The core objective of the project is the development of a hybrid self-validation approach for safety-critical electronic applications. Based on the real, locally available data in the field, a unique system characterization is performed. Thereby, critical system conditions can be prevented as well as redundancies and over-dimensioning of the system can be reduced.
Within the project, physical degradation models (white-box models) and data-based AI models (black-box models) are specifically combined and merged into a hybrid model (grey-box model) for explicit system characterization during its life cycle as well as for ensuring functional integrity. Hybrid modeling is used to create suitable distinctive signatures of the assemblies in a system, also known as digital twins. In addition to the initial state of the assemblies, e.g., process variations (void percentage in the solder, solder geometry, positioning accuracy, etc.), the effect of field stress on functional integrity is also taken into account.
For the establishment of a database and the experimental evaluation of the models, multiple prototypes for the specific applications with a wide variety of design elements are developed.

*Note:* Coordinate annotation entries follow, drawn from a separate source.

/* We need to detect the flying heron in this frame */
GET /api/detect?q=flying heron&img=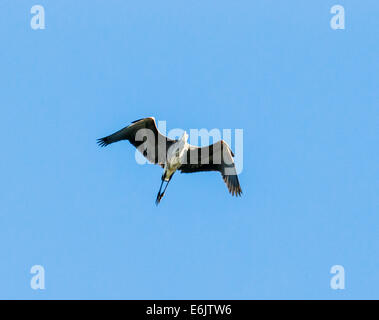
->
[97,117,242,205]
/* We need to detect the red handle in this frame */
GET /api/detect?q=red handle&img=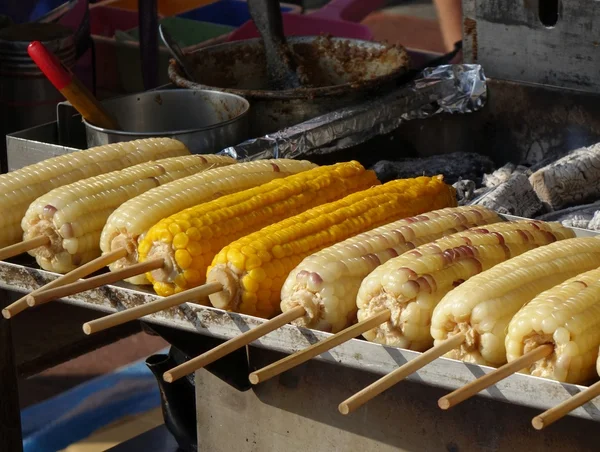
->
[27,41,73,91]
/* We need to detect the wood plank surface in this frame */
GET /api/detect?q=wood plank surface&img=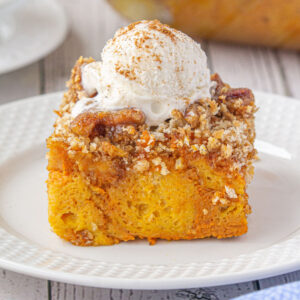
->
[0,0,300,300]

This will allow the limits of the model to be tested and the functional scope of the models to be increased step by step. Furthermore, a novel test and measurement methodology for the online acquisition of characteristic changes, load conditions and system manipulation will be developed for this purpose.

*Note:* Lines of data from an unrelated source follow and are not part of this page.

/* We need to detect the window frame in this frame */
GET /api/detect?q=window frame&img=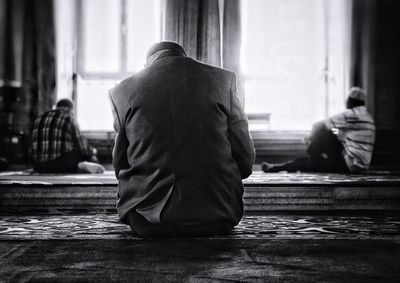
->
[74,0,134,80]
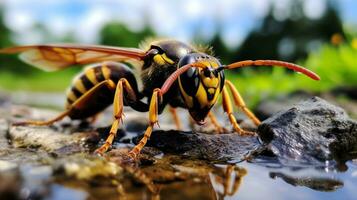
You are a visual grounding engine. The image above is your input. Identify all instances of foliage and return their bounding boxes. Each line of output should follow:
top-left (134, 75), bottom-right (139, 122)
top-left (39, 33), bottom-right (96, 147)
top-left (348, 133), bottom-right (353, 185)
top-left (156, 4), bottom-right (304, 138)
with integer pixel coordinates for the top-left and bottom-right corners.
top-left (227, 39), bottom-right (357, 106)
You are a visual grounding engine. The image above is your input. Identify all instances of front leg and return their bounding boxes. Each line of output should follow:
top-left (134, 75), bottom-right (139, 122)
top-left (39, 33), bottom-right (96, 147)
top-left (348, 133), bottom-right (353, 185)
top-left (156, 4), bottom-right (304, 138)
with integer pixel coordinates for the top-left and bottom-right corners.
top-left (129, 88), bottom-right (162, 159)
top-left (95, 78), bottom-right (142, 155)
top-left (222, 86), bottom-right (255, 135)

In order to achieve an efficient data flow, a software and communication architecture is being developed through which the data can be pre-processed and coupled with the models. As a solution strategy, a distributed, service-oriented software architecture is being pursued and researched, which provides scalable and component-specific prognosis and decision-making functions.
As a result, the hybrid grey-box model approach enables early lifetime prediction of the electronic system during operation, detection of system manipulations, and determination of the influence of manufacturing-related tolerances on the system condition.